The sale will complete a plan by Westcore to snap up a struggling property after the economic downturn, improve operations and cash out.
"Our value-add strategy was accomplished, and it was time to move on," Don Ankeny, president and CEO of Westcore, said in a statement. "Industrial real estate vacancy rates on Oahu are among the lowest in the nation so we felt the market was in the right place for a strong sale."
WIC Partners LLC, a local partnership led by Samuel Chung, Serge Krivatsy and David Bierwert, developed Waipio Business Center in 2008 for an estimated $60 million with an aim to sell the project’s 99 units to warehouse users.
The complex was one of several that developers rushed to build on Oahu when Hawaii’s economy was hot and new warehouse space was in high demand.

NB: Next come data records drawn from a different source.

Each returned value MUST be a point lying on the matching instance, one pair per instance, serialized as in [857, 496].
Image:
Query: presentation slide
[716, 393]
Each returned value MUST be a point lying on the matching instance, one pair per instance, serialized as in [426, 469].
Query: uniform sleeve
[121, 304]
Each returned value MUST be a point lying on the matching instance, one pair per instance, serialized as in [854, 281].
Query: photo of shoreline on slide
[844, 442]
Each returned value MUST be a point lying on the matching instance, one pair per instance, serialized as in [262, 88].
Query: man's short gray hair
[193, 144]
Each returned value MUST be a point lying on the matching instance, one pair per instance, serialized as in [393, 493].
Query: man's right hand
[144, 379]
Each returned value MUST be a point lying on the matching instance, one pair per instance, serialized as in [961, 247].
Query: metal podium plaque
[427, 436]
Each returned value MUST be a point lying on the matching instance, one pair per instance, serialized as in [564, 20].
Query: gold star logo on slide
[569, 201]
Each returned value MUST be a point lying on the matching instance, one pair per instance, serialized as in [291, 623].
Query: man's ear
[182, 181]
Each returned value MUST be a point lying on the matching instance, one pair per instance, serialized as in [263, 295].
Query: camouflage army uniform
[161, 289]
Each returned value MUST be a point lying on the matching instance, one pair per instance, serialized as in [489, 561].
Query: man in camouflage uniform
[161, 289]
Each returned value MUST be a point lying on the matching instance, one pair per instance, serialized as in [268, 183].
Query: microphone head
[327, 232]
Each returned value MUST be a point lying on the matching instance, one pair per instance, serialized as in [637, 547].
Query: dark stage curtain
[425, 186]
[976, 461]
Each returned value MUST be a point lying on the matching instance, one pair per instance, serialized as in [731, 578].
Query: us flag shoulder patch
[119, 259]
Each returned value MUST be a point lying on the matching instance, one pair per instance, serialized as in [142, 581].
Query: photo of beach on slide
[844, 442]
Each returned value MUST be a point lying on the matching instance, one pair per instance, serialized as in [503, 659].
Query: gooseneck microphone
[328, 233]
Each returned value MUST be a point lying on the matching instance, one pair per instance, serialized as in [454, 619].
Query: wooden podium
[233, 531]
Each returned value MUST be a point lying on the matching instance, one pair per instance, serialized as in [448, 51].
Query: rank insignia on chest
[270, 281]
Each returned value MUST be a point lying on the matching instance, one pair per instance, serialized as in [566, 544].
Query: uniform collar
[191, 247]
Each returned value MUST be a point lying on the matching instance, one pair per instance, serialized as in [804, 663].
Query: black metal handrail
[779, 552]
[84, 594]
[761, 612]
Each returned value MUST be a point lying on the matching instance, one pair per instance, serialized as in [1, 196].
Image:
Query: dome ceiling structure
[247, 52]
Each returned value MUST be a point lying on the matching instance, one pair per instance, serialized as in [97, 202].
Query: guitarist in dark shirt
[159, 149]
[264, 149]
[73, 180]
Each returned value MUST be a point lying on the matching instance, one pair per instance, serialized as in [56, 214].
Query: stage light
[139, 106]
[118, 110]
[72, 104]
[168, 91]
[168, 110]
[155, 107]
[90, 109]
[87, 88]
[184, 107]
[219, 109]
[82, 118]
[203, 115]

A sharp downturn in the market at the end of 2008 caused financial difficulties for WIC, which had sold 27 of the 99 units that year for close to $22 million.
Lender GE Business Financial Services Inc. filed a foreclosure lawsuit in 2009 but the property failed to sell at auction in 2010 for more than the $20 million value of GE’s outstanding loan balance.
Westcore stepped in a year later to buy what had declined to 61 unsold warehouse condos in the project for $19.2 million. Over the past three years, the company sold 15 units to tenants at prices generally from $300,000 to $800,000 and raised occupancy from 20 percent to 84 percent.
The 46 remaining unsold units are being bought by Waipio Investments LLC, a company whose managing members are San Francisco-based firms Graymark Capital Inc. and Cornice Investments LP.
The pending sale follows two recent purchases of industrial land in Kapolei — a 123-acre parcel and a 54-acre parcel — by local developer Avalon Development Co. LLC and Chicago-based real estate investment firm Walton Street Capital LLC. Avalon and Walton intend to create industrial park subdivisions on the sites.
A report published in January by commercial real estate brokerage firm Colliers International said the vacancy rate for Oahu warehouse space declined last year to 2.7 percent from 3.8 percent the year before and represented a seven-year low just above a 2.3 percent vacancy rate in 2006.